Er griff in die Tasche seines Rocks, zog die Haartour hervor und legte sie an. Der Wirt wich zurück. Seine Augen schienen aus ihren Höhlen treten zu wollen.

„Tausend Teufel! Der Changeur!“ rief er.

„Ja, der Changeur! Und hier noch einer!“ ertönte es da durch die sich öffnende Seitentür.

Der Wirt wendete sich um und machte eine abermalige Gebärde des heftigen Schreckens.

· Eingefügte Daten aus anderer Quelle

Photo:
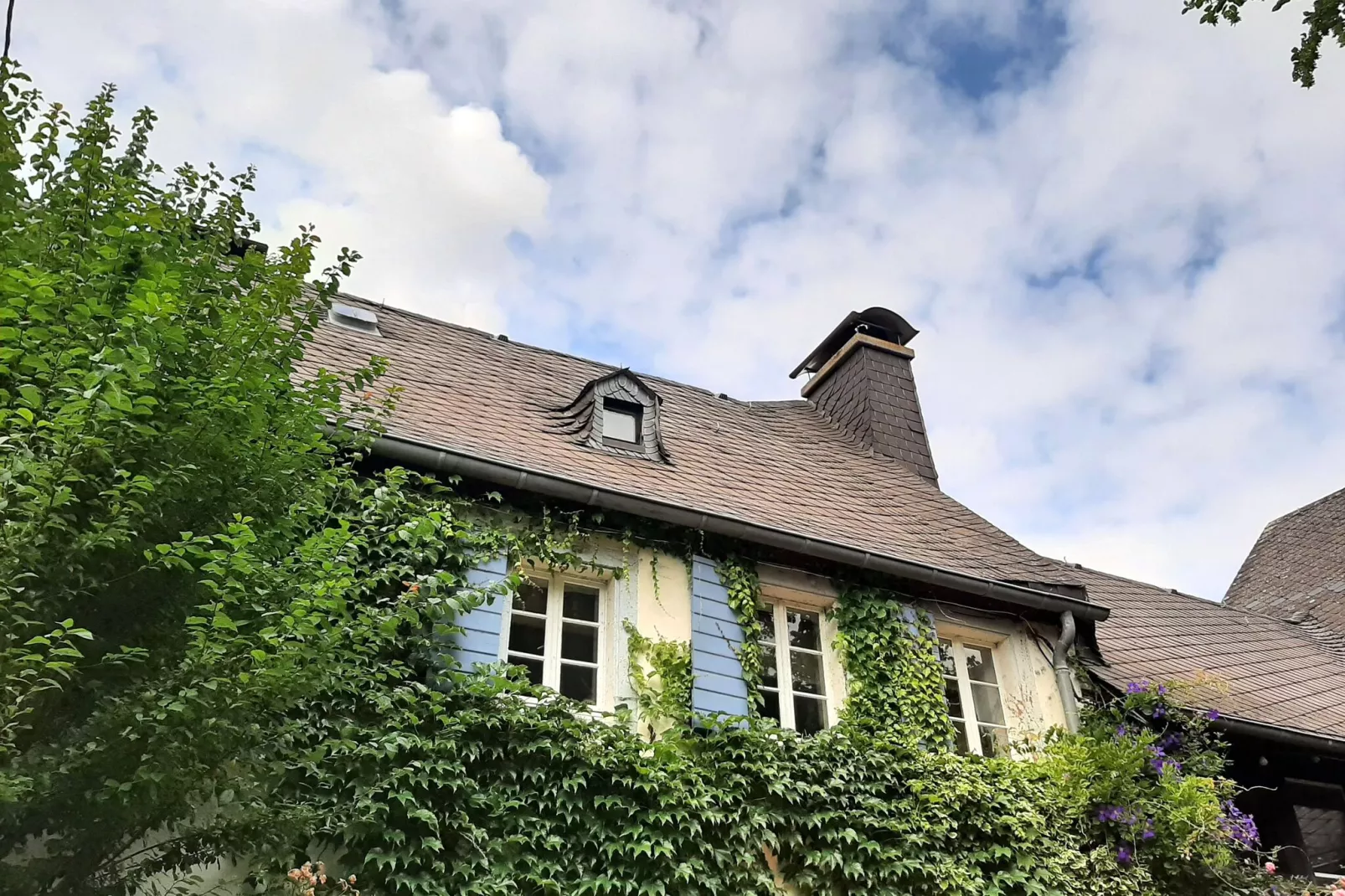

„Der Student! Verdammt! Der Teufel hole alle beide.“

Er holte zum Sprung aus, um Belmonte niederzurennen und dann zu entkommen, aber Martin, welcher ihm jetzt am nächsten stand, ergriff ihn von hinten und schleuderte ihn auf das Sofa zurück. Zugleich zog Belmonte den Revolver und drohte:

„Bleib ruhig sitzen, Kerl, sonst jage ich dir eine Kugel durch den Kopf.“

Die Brust des Wirtes arbeitete unter einem Entschluß, welchen er fassen wollte, aber er kam nicht dazu: er sah ein, daß Widerstand hier vergeblich sein würde.

„Ich bin verloren“, sagte er. „Hund von Changeur, so hatte ich also doch recht, du bist Polizeispion. Der Satan brate dich dafür in alle Ewigkeit.“

Er schien sich in sein Schicksal ergeben zu wollen: aber im nächsten Moment ermannte er sich wieder.

„Aber noch habe ihr mich nicht!“ rief er. „Macht Platz!“

Er schnellte sich auf die Tür zu, hatte sich aber in Belmonte verrechnet. Dieser packte ihn und schleuderte ihn zurück. Mit einem lauten Wutschrei warf er sich zwar nieder auf den Changeur, aber da wurde er auch schon von Martin gefaßt, und die beiden Männer rangen ihn zu Boden nieder.

„Mein Gott, mein Gott! Wer ist dieser Mensch?“ rief Alice.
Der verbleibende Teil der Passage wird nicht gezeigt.